Not many people can say that and mean it literally but I can, although I haven’t actually gotten to the weaving part yet. But the tangles! Oh yes. I know tangles.
It all started when my sister brought me skeins of white silk from Laos last year. The women in the village had done it all – raised the silk worms, then extracted the silk from the cocoons and spun it into thin – very thin – thread. Think dental floss on a diet.
The first step was to dye it. I used a cold water dye that I got at the art store – rusty orange – and threw in just a little bit of midnight blue, just because I can’t help messing with colors. It turned out beautifully – a rich, golden orange color. But when I pulled it out of the dye bath, oh my! the tangles, the matted threads, the gnarls and swirls, the kinks! I looked at it and had two thoughts: (1) the trash can (2) three weeks of untangling the thread.

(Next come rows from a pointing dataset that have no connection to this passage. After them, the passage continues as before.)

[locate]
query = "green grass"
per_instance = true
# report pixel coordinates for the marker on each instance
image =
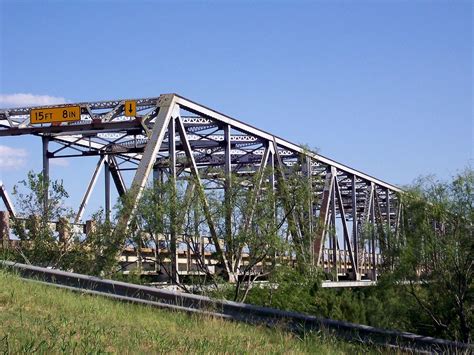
(44, 319)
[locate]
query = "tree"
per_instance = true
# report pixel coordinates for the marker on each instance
(435, 254)
(41, 245)
(63, 247)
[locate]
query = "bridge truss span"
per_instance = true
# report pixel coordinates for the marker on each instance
(173, 137)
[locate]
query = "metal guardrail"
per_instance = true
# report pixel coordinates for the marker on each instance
(190, 303)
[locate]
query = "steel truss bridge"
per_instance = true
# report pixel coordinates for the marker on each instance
(173, 136)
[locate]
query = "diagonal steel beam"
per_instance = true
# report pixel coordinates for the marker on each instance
(200, 191)
(168, 109)
(90, 188)
(117, 176)
(6, 200)
(345, 228)
(324, 213)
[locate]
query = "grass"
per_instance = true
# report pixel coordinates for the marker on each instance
(46, 320)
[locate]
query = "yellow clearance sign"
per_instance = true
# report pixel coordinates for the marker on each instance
(56, 114)
(130, 108)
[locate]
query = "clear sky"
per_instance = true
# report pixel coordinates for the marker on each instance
(382, 86)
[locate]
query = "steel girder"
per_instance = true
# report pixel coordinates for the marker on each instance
(169, 130)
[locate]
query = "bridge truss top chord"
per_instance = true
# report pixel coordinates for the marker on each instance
(173, 135)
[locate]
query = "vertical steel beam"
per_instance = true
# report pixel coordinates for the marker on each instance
(172, 178)
(387, 210)
(373, 230)
(345, 228)
(228, 193)
(167, 109)
(333, 232)
(45, 144)
(201, 193)
(355, 237)
(107, 188)
(292, 220)
(309, 175)
(90, 188)
(4, 229)
(324, 213)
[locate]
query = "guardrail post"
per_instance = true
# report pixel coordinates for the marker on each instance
(63, 229)
(4, 228)
(90, 227)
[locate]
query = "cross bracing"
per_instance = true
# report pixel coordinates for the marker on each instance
(178, 137)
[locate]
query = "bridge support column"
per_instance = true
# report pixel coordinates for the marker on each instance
(45, 144)
(107, 188)
(172, 178)
(355, 235)
(4, 229)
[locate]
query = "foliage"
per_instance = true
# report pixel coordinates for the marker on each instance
(43, 319)
(64, 248)
(436, 253)
(34, 230)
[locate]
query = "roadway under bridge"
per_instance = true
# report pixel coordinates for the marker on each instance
(171, 137)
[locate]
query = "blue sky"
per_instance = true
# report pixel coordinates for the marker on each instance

I couldn’t bear to throw it away so I set it out to dry and hoped that it wouldn’t be as bad as it looked.
Well, it wasn’t. Quite. I yanked on it (hard) to get some of the kinks out (praying that it wouldn’t break the threads) and then began winding the tangled skeins onto cones and miracle of miracles! it only took three days instead of three weeks. There were only a few times I rethought the trashcan option. Once was when I had long threads carefully separated, strung out on the floor of my studio and my dog, Sadie, heard a squirrel in the back yard and in a spasm of joy, tore out the door, right through my thread. That part did go in the trash.
The question is, why would I do this? Why does any crafts person spend such an enormous amount of time making a product that you can get on Amazon for a few dollars? Obviously it’s the process. I don’t know when I’ve experienced such satisfaction as when I finally got all those threads lined up neatly and smoothly, ready to put on the loom. I don’t have control over much in my life but I can control these threads. Or at least most of them.

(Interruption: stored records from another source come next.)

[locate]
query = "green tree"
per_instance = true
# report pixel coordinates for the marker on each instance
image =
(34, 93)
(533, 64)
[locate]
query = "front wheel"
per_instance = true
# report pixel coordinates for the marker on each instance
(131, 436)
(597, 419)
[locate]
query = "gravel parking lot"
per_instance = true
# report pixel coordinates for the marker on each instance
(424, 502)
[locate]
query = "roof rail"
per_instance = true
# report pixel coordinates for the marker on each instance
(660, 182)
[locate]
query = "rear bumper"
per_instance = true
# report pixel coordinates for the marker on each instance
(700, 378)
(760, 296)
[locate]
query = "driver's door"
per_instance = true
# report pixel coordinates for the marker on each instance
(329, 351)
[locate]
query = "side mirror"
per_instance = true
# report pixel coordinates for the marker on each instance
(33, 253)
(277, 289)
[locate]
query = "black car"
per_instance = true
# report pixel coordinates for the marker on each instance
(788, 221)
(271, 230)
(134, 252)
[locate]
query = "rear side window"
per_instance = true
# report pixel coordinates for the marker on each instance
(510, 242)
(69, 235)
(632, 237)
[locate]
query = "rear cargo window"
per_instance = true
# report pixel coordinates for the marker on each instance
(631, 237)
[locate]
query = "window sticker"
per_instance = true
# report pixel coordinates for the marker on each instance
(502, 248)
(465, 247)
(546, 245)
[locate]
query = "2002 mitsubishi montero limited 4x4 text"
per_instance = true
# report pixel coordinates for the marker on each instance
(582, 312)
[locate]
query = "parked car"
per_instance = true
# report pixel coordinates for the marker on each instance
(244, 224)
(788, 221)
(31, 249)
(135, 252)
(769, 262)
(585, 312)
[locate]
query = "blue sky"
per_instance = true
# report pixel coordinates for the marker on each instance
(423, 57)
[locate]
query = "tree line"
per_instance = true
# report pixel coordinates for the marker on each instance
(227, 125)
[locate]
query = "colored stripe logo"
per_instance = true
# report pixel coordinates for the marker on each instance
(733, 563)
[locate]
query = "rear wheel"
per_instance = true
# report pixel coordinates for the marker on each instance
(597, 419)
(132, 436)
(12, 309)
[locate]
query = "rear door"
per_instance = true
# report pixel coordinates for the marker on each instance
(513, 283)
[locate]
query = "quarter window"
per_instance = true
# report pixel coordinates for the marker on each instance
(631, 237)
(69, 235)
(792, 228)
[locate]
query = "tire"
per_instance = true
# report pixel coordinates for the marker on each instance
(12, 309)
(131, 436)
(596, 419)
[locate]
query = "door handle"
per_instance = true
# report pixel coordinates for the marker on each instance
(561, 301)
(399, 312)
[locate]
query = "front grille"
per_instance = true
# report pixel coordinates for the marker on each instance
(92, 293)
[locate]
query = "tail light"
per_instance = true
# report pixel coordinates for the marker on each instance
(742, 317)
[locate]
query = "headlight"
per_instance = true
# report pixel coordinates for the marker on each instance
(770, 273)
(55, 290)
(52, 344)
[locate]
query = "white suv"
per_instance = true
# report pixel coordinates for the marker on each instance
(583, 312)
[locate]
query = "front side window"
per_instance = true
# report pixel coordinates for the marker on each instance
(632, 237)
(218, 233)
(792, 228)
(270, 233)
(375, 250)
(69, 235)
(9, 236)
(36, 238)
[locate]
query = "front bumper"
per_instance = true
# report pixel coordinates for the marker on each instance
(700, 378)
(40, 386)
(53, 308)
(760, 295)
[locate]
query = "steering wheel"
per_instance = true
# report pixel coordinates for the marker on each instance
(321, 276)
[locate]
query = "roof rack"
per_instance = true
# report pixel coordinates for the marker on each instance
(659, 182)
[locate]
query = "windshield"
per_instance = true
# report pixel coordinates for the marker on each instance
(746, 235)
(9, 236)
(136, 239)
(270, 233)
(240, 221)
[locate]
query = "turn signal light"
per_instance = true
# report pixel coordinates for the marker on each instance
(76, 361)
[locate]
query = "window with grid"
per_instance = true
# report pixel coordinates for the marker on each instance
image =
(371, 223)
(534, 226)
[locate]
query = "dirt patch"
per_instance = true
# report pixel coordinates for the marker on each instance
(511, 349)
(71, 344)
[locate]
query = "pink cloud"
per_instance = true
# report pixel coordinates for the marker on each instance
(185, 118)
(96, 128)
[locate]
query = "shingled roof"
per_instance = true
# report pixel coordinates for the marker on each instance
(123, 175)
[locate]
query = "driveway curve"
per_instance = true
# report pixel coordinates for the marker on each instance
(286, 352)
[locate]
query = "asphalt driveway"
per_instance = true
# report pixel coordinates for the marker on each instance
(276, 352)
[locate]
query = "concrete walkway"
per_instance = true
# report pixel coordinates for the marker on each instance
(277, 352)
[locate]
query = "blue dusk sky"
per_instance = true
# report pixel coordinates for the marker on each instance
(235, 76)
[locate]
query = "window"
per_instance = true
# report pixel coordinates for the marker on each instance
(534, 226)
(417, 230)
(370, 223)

Alexander Langlands, in his very excellent book Craeft, addressed this question of “why” when he says that craft is “a hand-eye-head-heart-body co-ordination that furnishes us with a meaningful understanding of the materiality of our world.”
Is untangling thread really “craft?” Well, it was an absolutely essential part of the process and, as I said, it’s all about the process. Can I really make a narrow, thin scarf (about the best I can hope for) out of these threads? Maybe, maybe not. But if I do, I’ll know that it was “loved” into being.